The effect of the pandemic on food prices
All this goes to show that inflation is traditionally higher in food products, but the levels that have been observed this year have been particularly high. This is majorly the result of the stress the pandemic has put on supply chains. As countries went into lockdowns, very little production was happening and trade between countries sharply decreased as well. As a matter of fact, in Europe, for instance, many nations closed their borders during March and April, which increased the costs and time of transporting goods between countries, resulting in an over-supply of some goods in some countries, which were destined to foreign markets, and in a shortage of other goods. Adding to this strain on supply chains, there is also the observed behaviour of consumers increasing sharply their spending on food products during crises, as they fear supply chains may be at risk or that prices might increase rapidly.

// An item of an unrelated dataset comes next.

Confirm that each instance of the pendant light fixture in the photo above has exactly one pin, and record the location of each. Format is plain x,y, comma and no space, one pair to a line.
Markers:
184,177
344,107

However, this is almost a self-fulfilling prophecy, because, by increasing demand so dramatically in such a short period of time, consumers can make a “secure” supply chain of food, suddenly becoming overwhelmed due to the supply side not being able to meet such levels as rapidly.
Besides the stress on the supply chain, farmers also have to deal with another problem resulting from the pandemic – the low availability of workers for harvesting crops –, either due to travel restrictions, little possibility of meeting the safety requirements or by people simply not feeling comfortable enough to work. This last occurrence has been especially problematic in the American and German meat industries, as slaughterhouses have had major out-breaks of COVID-19, which have caused prolonged and recurring shutdowns, contributing to even greater prices of meat comparing to other food categories, something notably concerning, as it is a very important part of average consumer diet.
A final verdict
In conclusion, is there “hidden” inflation? Yes, there is, mainly in the products which are of most importance for consumers, which are also having to deal with higher unemployment and decreases in income. So, it is reasonable to ask if central banks are not perhaps too focused on overall inflation levels to be able to notice an already high inflation level that greatly affects families, which might be causing an inadequacy of stimulus programs to revamp inflation, in terms of improving people’s situation. Even so, as we have seen, it is mainly a matter of problems of the supply side in meeting demand, something that should be smoothed out in the coming months as producers tackle the problems of the new working environments and consumers realize that supply chains are not as in danger as previously feared.
Sources: Centre d’Etudes Prospectives et d’Informations Internationales, Economics Help, European Central Bank, Food and Agriculture Organization of the United Nations, Investopedia, Norges Bank, Taylor & Francis Online, The New York Times, Trading Economics, tutor2u, World Trade Organization.